There are no wrong options here, but I like the toppings to be the clue of the occasion; for example, fresh fruit or fresh berries drizzled with maple syrup are great toppings for breakfast or brunch. A scoop of Ice cream and whipped cream drizzled with chocolate sauce are great for a mid-week dessert. Of course, more options are caramel syrup, peanut butter, fresh strawberries, or even simple powdered sugar dust.
Please read the below tips carefully for the best results.
- Make sure that the eggs are at room temperature.
- Please do not bring the milk to a full boil. Otherwise, it might burn the separate the chocolate from its fat. When that happens, a layer of light fat floats on top.
- If you don’t want to make the meringue, reduce the egg whites to 3 (total of 2 large eggs, plus one large egg white), and add them to the chocolate milk mixture. Note that the waffles might not be as crispy as they would with the meringue.
- Do not overmix the batter; lumps are ok. Overmixing might deflate the batter.
- Do not add chocolate chunks or chips to the batter; they will sink to the bottom and might deflate the batter.
- Cook the waffles until crispy, it took me a total time of 6 minutes, but that might change depending on your maker.
- Whole milk is best, but reduced milk is also a good option, as well as plant base milk. Do not use skim milk.
- To make a pancake mix, use one cup of milk (240 ml) and two whole eggs.
- Cool waffles over a wire rack to prevent them from sweating and losing their crispy texture.
Here are a few more recipes you might enjoy
Chocolate Waffles Recipe
Chocolate waffles, tender and crispy on the outside and light and airy on the inside.
- 1/2 Cup Unsweetened cocoa powder (50g/2oz)
- 1/3 Cup Chopped semi-sweet dark chocolate (60g/2oz)
- 1 1/2 Cup Milk (360ml/12floz)
- 2 Large Egg yolks
- 1/4 Cup Vegetable oil (50ml/2floz)
- 1 1/4 Cup All-purpose flour (150g/5oz)
- 2 teaspoons Baking powder
- 1/2 teaspoon salt
- 1/2 Cup Sugar (100g/3.5oz)
- 4 Large Egg whites
Place the cocoa powder and chopped chocolate in a large bowl.
Bring the milk to a simmer, pour it over the chocolates, then use a whisk to stir until the chocolate is completely melted.
Mix in the oil, followed by the egg yolks.
Sift together the flour, baking powder, salt, and sugar in a separate bowl. Add it to the chocolate mixture and mix to blend.
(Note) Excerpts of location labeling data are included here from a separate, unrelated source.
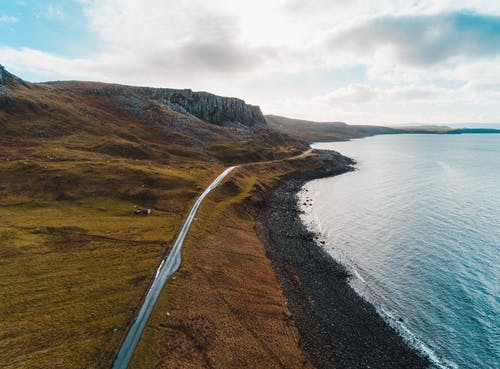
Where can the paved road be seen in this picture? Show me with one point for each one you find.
(167, 267)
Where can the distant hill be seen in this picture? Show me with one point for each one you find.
(325, 131)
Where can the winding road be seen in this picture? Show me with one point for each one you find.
(169, 266)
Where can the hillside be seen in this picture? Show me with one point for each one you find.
(325, 131)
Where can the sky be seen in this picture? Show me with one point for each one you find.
(390, 62)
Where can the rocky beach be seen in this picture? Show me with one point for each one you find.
(337, 327)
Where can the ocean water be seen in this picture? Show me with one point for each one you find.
(418, 226)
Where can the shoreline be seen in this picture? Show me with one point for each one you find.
(337, 327)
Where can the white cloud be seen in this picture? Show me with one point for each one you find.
(408, 53)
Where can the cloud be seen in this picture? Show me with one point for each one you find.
(8, 19)
(377, 61)
(362, 94)
(422, 40)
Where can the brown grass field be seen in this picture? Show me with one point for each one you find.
(75, 262)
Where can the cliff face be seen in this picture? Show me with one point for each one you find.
(7, 79)
(208, 107)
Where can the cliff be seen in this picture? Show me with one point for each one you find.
(9, 80)
(203, 105)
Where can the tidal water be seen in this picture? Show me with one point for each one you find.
(418, 226)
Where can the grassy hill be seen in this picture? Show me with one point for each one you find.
(310, 131)
(76, 160)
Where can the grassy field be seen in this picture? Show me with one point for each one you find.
(75, 262)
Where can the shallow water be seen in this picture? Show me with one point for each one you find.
(418, 225)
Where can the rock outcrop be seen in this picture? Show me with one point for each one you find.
(203, 105)
(9, 80)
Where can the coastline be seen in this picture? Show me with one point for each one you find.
(337, 327)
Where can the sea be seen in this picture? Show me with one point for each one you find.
(417, 224)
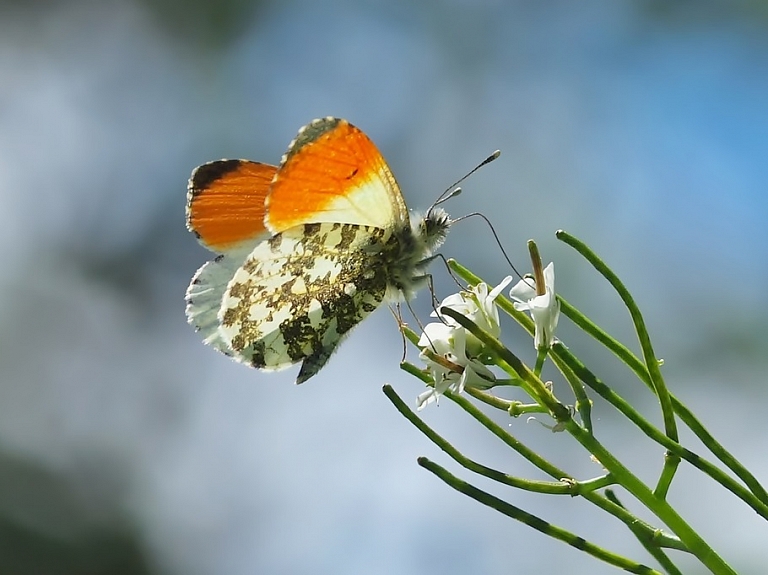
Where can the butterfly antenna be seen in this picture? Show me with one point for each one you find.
(452, 190)
(495, 237)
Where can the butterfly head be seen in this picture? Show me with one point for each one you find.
(432, 229)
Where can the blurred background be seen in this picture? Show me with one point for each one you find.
(126, 446)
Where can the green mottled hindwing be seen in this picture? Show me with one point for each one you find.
(299, 292)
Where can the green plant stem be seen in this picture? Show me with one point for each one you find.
(651, 363)
(553, 488)
(653, 549)
(755, 496)
(663, 510)
(651, 534)
(690, 420)
(561, 414)
(561, 353)
(535, 522)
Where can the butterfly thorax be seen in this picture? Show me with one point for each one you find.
(410, 251)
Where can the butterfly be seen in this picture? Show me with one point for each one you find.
(306, 250)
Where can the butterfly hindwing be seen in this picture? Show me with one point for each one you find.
(298, 293)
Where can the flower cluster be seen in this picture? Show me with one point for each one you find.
(454, 356)
(452, 353)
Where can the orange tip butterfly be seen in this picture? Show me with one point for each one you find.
(306, 249)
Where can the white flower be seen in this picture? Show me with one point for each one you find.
(544, 308)
(450, 351)
(478, 306)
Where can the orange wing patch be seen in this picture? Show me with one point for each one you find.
(333, 172)
(225, 202)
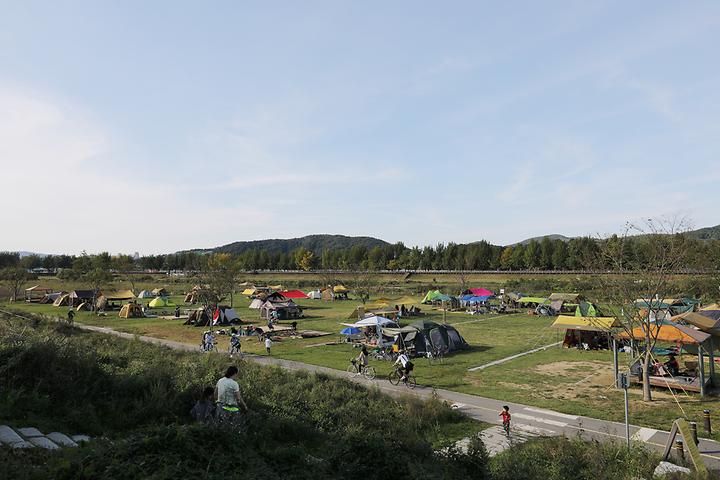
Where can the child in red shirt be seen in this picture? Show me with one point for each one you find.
(505, 414)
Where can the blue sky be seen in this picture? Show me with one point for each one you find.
(157, 126)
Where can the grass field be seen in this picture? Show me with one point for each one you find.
(569, 381)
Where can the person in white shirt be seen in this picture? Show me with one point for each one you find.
(227, 393)
(406, 364)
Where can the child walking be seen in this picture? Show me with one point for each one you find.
(505, 414)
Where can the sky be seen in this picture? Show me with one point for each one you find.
(167, 125)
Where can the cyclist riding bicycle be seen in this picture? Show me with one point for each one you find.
(362, 359)
(406, 365)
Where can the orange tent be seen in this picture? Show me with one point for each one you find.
(669, 333)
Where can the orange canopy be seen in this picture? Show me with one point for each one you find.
(669, 333)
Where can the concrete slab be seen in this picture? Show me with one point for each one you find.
(43, 442)
(29, 432)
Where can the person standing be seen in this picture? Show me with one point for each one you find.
(227, 395)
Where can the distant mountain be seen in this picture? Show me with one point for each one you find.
(552, 236)
(707, 233)
(315, 243)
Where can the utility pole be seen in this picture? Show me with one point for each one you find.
(623, 383)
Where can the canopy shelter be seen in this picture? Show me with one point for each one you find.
(421, 337)
(131, 310)
(282, 310)
(705, 320)
(681, 335)
(159, 302)
(62, 300)
(589, 324)
(591, 333)
(532, 300)
(78, 297)
(293, 294)
(479, 292)
(36, 293)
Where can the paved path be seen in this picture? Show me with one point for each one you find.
(525, 418)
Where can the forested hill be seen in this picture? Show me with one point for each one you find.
(314, 243)
(707, 233)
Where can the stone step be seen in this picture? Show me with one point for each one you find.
(61, 439)
(9, 437)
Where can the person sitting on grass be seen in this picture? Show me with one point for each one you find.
(204, 409)
(227, 394)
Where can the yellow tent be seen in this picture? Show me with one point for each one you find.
(161, 302)
(592, 324)
(131, 310)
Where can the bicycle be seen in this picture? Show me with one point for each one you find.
(396, 377)
(365, 370)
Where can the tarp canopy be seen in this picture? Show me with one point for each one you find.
(475, 298)
(565, 297)
(161, 302)
(374, 321)
(431, 296)
(481, 292)
(121, 295)
(670, 333)
(705, 320)
(293, 294)
(533, 300)
(592, 324)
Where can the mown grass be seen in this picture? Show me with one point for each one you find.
(491, 337)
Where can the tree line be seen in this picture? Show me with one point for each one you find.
(583, 253)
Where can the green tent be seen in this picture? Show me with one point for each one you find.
(161, 302)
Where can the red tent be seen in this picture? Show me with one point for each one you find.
(293, 294)
(481, 292)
Do not over-mix.
Whip the egg whites in a separate large bowl, then whip until a thick opaque meringue forms.
Fold in the meringue.
Pour one cup over a medium-heat warmed waffle maker, and cook for 3 minutes on each side.
- Here are the Scharffen Berger products I used: Unsweetened cocoa powder, 62% semi-sweet dark chocolate, and 55% dark milk chocolate with maple sugar chunks.
- Make sure the eggs and egg white are at room temperature.
- Chocolate chips might deflate the mix and sink to the bottom, so sprinkle them after you pour the batter (like pancakes).
- To avoid making the meringue, mix two large whole eggs plus one egg white after adding the vegetable oil.
- The waffles are ready when they feel slightly crisp when you touch them with your fingers.
- To make chocolate pancakes, use one cup of room-temperature milk and two large eggs.